How to Configure a Remote Data Store for Prometheus

November 13, 2024 · 10 min read

Founder @IncidentHub.cloud

Introduction

This article is part of a series on setting up an end-to-end monitoring and alerting stack using Prometheus.

The Prometheus monitoring tool can store its metrics either locally or remotely. You can configure a remote data store using the remote_write configuration. This article describes the various data store options available as well as how to set up a remote store.

Overview of Remote Storage

By default, Prometheus stores data locally wherever it is installed. The data directory can be configured by using the --storage.tsdb.path command line option when starting Prometheus. In practice you can use a separate disk for higher performance attached to the machine where Prometheus is running.

However, this may not be possible or optimal in all situations as you might want a data store that is more suited for time series data, and has larger storage capabilities for higher data retention. Prometheus would usually run in a standalone VM or a Kubernetes pod or a Docker container, and it would not have access to such data stores by default.
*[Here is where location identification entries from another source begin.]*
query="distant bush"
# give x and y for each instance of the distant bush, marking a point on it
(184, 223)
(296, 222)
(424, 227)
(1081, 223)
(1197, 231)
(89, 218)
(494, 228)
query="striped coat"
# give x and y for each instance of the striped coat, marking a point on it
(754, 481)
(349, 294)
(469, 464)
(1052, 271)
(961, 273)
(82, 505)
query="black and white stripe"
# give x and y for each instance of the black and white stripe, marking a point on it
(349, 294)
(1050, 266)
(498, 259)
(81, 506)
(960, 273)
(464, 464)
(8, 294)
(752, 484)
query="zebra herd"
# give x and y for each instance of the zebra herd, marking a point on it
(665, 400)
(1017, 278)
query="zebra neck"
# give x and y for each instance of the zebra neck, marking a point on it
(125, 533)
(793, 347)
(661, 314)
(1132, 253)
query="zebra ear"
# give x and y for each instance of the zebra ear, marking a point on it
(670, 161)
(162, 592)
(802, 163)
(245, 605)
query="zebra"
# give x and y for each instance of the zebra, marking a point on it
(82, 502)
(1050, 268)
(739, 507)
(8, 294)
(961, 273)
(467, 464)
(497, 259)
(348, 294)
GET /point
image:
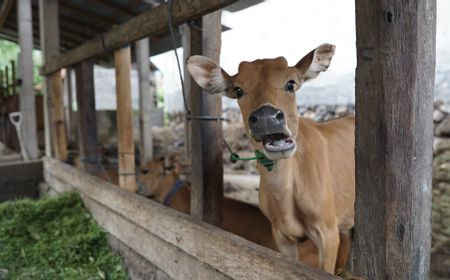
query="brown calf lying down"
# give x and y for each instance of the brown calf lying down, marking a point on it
(239, 218)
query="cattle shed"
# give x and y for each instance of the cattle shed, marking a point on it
(394, 102)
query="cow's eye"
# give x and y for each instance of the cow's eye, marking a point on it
(290, 86)
(239, 92)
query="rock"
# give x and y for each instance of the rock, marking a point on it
(443, 128)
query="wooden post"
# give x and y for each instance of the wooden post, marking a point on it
(49, 32)
(27, 96)
(13, 74)
(59, 124)
(191, 41)
(122, 61)
(7, 80)
(207, 140)
(394, 136)
(145, 101)
(87, 120)
(72, 123)
(2, 85)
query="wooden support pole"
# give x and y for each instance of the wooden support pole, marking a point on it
(87, 120)
(207, 139)
(122, 61)
(27, 96)
(145, 101)
(2, 85)
(59, 124)
(49, 32)
(7, 80)
(394, 137)
(192, 44)
(14, 72)
(72, 123)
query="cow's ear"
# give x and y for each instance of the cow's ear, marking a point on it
(210, 76)
(316, 61)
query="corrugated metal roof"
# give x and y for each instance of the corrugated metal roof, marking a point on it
(83, 20)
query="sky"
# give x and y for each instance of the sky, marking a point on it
(292, 28)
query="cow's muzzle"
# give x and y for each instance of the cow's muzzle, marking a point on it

A remote store can add these capabilities to Prometheus. The remote storage option can be set by using the remote_write key in the Prometheus configuration YAML file.

Introduction
Overview of Remote Storage
Remote Store Architecture
Remote Store Configuration
Remote Storage Options
Troubleshooting
- Prometheus failing to write to the remote storage
Best Practices
Conclusion
FAQ

Remote Store Architecture

Remote Store Configuration

Basic Syntax

A very simple configuration for a remote store that accepts unauthenticated connections would look like this:

remote_write:
- url: "http://192.168.23.4/api/v1/write"
  name: "production-metrics"

You can have multiple remote_write sections in the same Prometheus configuration.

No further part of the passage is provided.